The process of obtaining a PhD is a filter for creative problem solving skills [and it] shows you can master a particular field in a short space of time and become a world expert, which proves you’ll be able to do it again and again.

And apart from anything, it provides you with the time to study and to develop your skills. Furthermore, if you are interested in specialising within a specific area like image processing or natural language processing, then PhD research is certainly worth considering.

But going down this path is not the only way to data science. James did a PhD in Machine Learning (focused on researching a very specific type of method) and he feels that a lot of PhD research is not always applicable to industry, i.e. if your job is to apply machine learning rather than research it, you don’t necessarily need a PhD. As such, I asked him whether he thinks people should choose a PhD based on its relevance to industry and he said:

If possible, but that’s really hard because most of what we do in industry is not state of the art, we use methods that have been around for years and apply them to different problems. There are exceptions of course: you might work at Google in research, for example. But most of the knowledge I use day-to-day, I learnt working [at Commonwealth Bank] and by competing in Kaggle. Of course, doing a PhD, you learn about the whole process, spend a lot of time doing experiments and learning how to do them properly, and that is valuable. But I wonder if you could learn that from other means?
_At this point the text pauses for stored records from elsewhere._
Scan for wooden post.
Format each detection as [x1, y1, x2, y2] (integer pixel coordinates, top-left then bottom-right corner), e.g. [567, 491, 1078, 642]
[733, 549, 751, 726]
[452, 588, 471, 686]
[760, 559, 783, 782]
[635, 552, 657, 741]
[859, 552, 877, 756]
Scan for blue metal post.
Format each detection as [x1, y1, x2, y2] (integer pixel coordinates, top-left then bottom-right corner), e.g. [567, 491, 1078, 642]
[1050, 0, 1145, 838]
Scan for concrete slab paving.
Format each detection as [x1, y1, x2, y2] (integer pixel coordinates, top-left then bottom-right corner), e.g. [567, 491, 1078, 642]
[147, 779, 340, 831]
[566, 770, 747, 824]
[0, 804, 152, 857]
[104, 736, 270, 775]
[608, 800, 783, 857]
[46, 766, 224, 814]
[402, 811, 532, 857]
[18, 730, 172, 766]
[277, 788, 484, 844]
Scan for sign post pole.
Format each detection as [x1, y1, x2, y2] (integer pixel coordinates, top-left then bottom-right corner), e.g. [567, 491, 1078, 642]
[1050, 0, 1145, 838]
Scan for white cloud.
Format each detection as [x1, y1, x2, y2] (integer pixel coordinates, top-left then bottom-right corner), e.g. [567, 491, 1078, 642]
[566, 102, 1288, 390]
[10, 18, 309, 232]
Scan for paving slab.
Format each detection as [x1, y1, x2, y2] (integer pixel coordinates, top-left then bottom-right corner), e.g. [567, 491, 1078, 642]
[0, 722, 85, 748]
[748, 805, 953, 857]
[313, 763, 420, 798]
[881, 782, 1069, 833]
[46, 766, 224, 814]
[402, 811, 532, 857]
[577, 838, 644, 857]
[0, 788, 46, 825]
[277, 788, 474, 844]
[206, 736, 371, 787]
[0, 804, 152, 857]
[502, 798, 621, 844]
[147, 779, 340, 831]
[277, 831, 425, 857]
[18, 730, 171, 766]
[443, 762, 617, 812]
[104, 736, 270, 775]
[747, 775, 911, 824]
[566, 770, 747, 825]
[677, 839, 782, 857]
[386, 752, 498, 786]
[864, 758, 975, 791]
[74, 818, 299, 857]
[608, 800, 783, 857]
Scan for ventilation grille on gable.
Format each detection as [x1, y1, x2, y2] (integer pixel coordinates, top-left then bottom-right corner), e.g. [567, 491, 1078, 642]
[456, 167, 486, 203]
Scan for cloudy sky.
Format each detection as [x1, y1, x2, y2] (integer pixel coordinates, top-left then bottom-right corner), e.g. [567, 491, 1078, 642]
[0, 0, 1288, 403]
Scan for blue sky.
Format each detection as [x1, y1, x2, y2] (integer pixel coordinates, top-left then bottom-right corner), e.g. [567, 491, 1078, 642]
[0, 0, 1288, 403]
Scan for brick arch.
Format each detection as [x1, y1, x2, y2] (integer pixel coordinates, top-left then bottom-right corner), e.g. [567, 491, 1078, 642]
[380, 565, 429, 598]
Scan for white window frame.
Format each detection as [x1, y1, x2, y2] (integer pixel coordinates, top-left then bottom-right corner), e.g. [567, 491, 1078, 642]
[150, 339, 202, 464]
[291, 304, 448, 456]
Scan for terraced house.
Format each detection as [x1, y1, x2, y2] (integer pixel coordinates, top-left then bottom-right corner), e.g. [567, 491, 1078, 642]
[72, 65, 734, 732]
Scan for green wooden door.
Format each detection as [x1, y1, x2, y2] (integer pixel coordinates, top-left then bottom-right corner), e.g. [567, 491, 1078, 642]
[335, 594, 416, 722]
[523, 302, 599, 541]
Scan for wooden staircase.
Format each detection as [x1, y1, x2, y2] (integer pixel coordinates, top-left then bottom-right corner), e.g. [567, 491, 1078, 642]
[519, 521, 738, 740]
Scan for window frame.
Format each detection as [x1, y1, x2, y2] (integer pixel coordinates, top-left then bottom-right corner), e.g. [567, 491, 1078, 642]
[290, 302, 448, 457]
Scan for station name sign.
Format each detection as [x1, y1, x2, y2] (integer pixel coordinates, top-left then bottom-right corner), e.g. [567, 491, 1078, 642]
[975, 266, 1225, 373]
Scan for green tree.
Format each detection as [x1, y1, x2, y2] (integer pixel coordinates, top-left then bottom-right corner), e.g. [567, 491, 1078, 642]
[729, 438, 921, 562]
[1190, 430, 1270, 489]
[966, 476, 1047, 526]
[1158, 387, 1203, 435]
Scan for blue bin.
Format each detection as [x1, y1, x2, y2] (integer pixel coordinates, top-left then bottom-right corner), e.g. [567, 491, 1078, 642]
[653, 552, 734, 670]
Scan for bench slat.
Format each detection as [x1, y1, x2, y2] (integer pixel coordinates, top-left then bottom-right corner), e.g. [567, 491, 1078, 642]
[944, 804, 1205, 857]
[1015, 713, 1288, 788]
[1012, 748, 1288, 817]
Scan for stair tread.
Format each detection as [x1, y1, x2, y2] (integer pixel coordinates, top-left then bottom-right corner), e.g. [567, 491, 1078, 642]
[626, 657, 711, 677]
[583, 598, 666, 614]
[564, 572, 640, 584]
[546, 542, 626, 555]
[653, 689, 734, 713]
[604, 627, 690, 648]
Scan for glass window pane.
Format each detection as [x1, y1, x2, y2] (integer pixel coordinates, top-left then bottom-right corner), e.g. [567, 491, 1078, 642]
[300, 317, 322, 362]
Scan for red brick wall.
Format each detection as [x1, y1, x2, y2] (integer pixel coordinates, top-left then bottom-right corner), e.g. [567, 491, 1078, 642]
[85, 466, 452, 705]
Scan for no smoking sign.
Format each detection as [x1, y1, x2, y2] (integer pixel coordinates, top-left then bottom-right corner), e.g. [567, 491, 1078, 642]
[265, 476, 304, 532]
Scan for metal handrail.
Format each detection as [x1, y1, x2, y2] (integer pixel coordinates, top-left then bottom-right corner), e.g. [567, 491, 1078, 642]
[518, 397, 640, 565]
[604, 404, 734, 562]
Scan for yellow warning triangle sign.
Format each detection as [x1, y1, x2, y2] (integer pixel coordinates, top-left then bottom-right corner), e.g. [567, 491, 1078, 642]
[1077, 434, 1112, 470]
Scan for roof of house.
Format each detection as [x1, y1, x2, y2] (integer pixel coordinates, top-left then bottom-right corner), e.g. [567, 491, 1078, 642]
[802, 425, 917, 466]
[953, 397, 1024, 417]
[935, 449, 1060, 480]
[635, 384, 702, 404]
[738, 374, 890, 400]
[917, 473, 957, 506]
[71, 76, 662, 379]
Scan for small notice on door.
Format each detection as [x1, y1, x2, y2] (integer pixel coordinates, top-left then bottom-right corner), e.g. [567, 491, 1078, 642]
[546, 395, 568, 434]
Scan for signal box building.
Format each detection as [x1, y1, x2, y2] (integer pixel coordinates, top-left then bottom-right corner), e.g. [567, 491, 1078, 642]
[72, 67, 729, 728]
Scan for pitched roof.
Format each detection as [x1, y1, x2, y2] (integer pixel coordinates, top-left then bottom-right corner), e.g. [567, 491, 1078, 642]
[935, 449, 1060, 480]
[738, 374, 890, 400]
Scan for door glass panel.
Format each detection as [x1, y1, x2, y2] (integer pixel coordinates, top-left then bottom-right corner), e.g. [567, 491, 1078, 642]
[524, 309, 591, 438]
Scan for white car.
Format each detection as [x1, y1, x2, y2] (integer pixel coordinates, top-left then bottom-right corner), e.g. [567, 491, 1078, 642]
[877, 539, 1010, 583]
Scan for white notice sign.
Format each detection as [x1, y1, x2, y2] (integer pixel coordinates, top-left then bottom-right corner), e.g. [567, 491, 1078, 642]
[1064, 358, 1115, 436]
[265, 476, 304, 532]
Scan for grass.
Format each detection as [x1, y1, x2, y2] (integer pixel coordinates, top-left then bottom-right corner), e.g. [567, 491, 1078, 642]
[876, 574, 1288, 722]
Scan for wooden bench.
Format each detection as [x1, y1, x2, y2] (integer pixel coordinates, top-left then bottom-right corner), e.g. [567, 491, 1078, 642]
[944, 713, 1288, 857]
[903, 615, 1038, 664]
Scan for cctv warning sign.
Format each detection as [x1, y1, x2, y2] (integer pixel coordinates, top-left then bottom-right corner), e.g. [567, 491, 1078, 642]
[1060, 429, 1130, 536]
Given the right motivations and armed with an informative guide on how to become a data scientist (where could you find one of those I wonder?), I have no doubt it is possible to learn by yourself. But it is worth making the point again: there are no shortcuts; it requires a lot of self-study and getting your hands dirty – whatever path you take.

There is also the employability aspect to consider: are you more employable as a PhD graduate vs. spending the same time on self-study? I do not have sufficient proof to comment, but either way, it is more important whether you have truly spent the time building up expert capability (and how you can evidence this). PhD’s are certainly valuable but there are great data scientists with PhD’s and great ones without.